A
figura grotesca de Trump pode tentar a fazer esquecer as responsabilidades
históricas dos seus antecessores no cargo. Mas, mesmo olhando apenas para os
que assumiram a presidência dos EUA desde o final do século XX – Clinton, Bush,
Obama – o traço comum é evidente: todos são responsáveis por criminosas
agressões militares e guerras, pela destruição de países, pela morte e a
condenação à miséria, à fome, ao abandono da sua terra de milhões de homens e
mulheres. E todos se aliaram com a pior escória humana à face da terra.
O
«combatente da liberdade» favorito do presidente Bill Clinton acaba de ser
indiciado por assassínio em massa, tortura, sequestro e outros crimes contra a
humanidade. Em 1999, a
administração Clinton lançou uma campanha de bombardeamentos de 78 dias que
matou até 1500 civis na Sérvia e Kosovo, naquilo que os media norte-americanos
orgulhosamente retrataram como uma cruzada contra o preconceito étnico. Essa
guerra, como a maioria das pretensões da política externa dos EUA, sempre foi
uma farsa.
O
presidente do Kosovo, Hashim Thaci, foi acusado de dez crimes de guerra e
crimes contra a humanidade por um tribunal internacional em Haia, na Holanda,
que acusou Thaci e nove outros homens de “crimes de guerra, incluindo
assassínio, desaparecimento forçado de pessoas, perseguição e tortura.” Thaci e
os outros suspeitos processados foram acusados de serem “criminalmente
responsáveis por quase 100 assassínios” e a acusação envolveu
“centenas de vítimas conhecidas Kosovo albanesas, sérvias, ciganas e de outras
etnias e incluem opositores políticos”. Mas o ridículo preconceito e/ou a
incompetência dos media norte-americanos acerca dessa guerra continua. O New
York Times respondeu à acusação de Thaci com um tweet declarando que “o líder
da Sérvia foi indiciado por crimes de guerra”.
A
truculenta carreira de Hashim Thaci ilustra como o antiterrorismo é uma
bandeira de conveniência para quem formula políticas em Washington. Antes
de se tornar presidente do Kosovo, Thaci era o chefe do Exército de Libertação
do Kosovo (KLA), lutando para forçar os sérvios a sair do Kosovo. Em 1999, a administração
Clinton designou o KLA como “combatentes da liberdade” apesar de seu passado
horrível, e deu-lhes ajuda maciça. No ano anterior, o Departamento de Estado
condenara a “acção terrorista do chamado Exército de Libertação do Kosovo”. O
KLA estava fortemente envolvido no tráfico de drogas e tinha laços estreitos
com Osama bin Laden.
Mas
armar o KLA e bombardear a Sérvia ajudou Clinton a autorretratar-se como um
cruzado contra a injustiça e a desviar a atenção do público após o seu processo
de impeachment. Clinton foi ajudado por muitos membros desavergonhados do
Congresso, ansiosos por santificar as matanças EUA. O senador Joe Lieberman
(D-CN) afirmou que os Estados Unidos e o KLA “representam os mesmos valores e
princípios. Lutar pelo KLA é lutar pelos direitos humanos e pelos valores
norte-americanos.” E como os representantes da administração Clinton compararam
publicamente o líder sérvio Slobodan Milošević a Hitler, qualquer pessoa
decente estava na obrigação de aplaudir a campanha de bombardeamento.

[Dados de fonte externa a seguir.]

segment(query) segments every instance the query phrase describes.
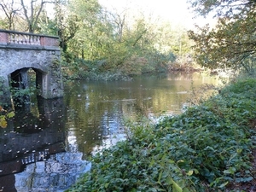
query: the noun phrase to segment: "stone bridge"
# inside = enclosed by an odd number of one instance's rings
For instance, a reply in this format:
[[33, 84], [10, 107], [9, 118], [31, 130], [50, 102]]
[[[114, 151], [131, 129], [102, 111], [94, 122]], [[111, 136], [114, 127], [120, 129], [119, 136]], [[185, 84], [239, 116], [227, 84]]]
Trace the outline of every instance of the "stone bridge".
[[10, 85], [27, 88], [31, 68], [39, 96], [63, 96], [60, 60], [57, 37], [0, 30], [0, 103], [11, 104]]

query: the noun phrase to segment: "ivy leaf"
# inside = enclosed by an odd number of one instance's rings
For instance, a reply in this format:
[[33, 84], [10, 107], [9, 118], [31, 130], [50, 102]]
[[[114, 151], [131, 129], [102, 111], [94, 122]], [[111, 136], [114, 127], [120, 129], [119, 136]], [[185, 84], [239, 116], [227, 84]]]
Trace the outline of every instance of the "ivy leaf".
[[1, 117], [0, 117], [0, 126], [1, 126], [2, 128], [6, 128], [6, 127], [7, 127], [7, 121], [6, 121], [4, 116], [1, 116]]

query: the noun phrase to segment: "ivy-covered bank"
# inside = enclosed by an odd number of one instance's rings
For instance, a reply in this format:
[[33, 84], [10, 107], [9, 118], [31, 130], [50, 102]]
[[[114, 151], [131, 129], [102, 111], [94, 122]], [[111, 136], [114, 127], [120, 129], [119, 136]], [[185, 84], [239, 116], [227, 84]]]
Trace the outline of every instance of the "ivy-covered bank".
[[[236, 80], [201, 105], [138, 125], [92, 157], [68, 191], [254, 191], [256, 80]], [[254, 184], [253, 184], [254, 183]]]

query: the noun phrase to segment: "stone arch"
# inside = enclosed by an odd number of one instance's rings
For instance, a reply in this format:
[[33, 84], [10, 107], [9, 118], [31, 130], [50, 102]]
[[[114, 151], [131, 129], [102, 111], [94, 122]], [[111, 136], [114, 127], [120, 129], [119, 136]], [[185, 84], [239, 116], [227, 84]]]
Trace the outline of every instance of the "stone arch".
[[[29, 68], [36, 72], [38, 95], [45, 99], [63, 96], [63, 85], [60, 65], [60, 51], [38, 49], [3, 49], [4, 60], [0, 61], [0, 102], [10, 104], [9, 79], [11, 74], [26, 74]], [[1, 55], [1, 53], [0, 53]], [[1, 56], [1, 55], [0, 55]], [[16, 60], [14, 60], [16, 58]], [[9, 63], [9, 61], [12, 61]], [[9, 67], [5, 67], [8, 64]]]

(Alexander Cockburn foi um dos poucos jornalistas que na altura condenaram essa
guerra injusta; uma coluna do Los Angeles Times em 1999 estabeleceu o
padrão-ouro para apoiar o bombardeamento de Clinton sobre a Sérvia.)
Tanto
os sérvios como os albaneses étnicos cometeram atrocidades no amargo conflito
no Kosovo. Mas, para santificar sua campanha de bombardeamento, a administração
Clinton acenou com uma varinha mágica e fez desaparecer as atrocidades do KLA.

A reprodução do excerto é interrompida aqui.